Wooding-up was always an interesting sight. A long woodpile lines the summit of the bank, perhaps forty feet above the river. The steamer lands; a couple of stages are hauled out: fifty men rush ashore and climb the bank; the clerk accompanies them with pencil and paper and measuring-rod, to take account of the number of cords; then suddenly down comes the wood in an amazing shower, rattling, sliding, bounding, and sometimes turning somersaults into the river. The bottom and side of the bank are soon covered by the deluge; and the work of loading begins in equally lively fashion. The two stages are occupied by two files of men, one going ashore at a dog-trot, empty-handed, and another coming aboard with the wood. Each man catches up from two to four sticks, according to their size or his own inclination, shoulders them, falls into the current, not of water, but of men, crosses the plank, and deposits his burden where the corded-wood, that stood so lately on the top of the bank, is once more taking shape, divided into two equally-balanced piles on each side of the boiler-deck.
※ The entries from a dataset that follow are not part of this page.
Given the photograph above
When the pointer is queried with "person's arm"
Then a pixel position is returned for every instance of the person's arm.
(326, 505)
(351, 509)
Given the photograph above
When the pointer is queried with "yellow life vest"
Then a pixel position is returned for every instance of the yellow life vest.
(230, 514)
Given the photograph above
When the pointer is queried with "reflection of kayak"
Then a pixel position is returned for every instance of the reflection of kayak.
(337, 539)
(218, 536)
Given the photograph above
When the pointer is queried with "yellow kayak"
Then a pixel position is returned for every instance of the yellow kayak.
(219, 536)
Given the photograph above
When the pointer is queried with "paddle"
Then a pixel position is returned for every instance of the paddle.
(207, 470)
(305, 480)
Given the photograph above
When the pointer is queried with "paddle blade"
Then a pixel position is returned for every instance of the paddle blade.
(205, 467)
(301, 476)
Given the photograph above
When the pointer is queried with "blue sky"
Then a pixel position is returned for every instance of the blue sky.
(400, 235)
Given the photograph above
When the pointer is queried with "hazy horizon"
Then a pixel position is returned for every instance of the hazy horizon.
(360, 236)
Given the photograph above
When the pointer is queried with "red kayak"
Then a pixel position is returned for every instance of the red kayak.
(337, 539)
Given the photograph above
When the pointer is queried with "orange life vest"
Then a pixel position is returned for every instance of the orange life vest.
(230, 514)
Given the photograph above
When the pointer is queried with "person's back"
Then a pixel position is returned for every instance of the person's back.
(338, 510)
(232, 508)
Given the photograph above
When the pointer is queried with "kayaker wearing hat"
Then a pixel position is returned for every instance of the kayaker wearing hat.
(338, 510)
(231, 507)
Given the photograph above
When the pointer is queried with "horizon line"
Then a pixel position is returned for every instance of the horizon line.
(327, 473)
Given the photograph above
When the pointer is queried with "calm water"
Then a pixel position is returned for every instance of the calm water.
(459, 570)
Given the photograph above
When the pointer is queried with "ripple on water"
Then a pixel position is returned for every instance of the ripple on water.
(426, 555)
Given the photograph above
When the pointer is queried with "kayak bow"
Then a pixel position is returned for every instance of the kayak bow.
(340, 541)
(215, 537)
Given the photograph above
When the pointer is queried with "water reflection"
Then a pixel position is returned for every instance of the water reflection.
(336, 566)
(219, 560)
The men are mostly negroes, and the treatment they receive from the mate is about the same as that which they received when slaves. He stands on the shore between the ends of the two stages, within convenient reach of both. Not a laggard escapes his eye or foot. Often he brandishes a billet of wood, with which he threatens, and sometimes strikes ; and now he flings it at the head of some artful dodger who has eluded his blow. And all the while you hear his hoarse, harsh voice iterating with horrible crescendo: "Get along, get along! Out o' the way 'th that wood! out o' the way, OUT O' THE WAY! OUT O' THE WAY! Git on, GIT ON, GIT ON!"

Meanwhile the men are working as hard as men can reasonably be expected to work; and how they discipline their souls to endure such brutality is to me a mystery.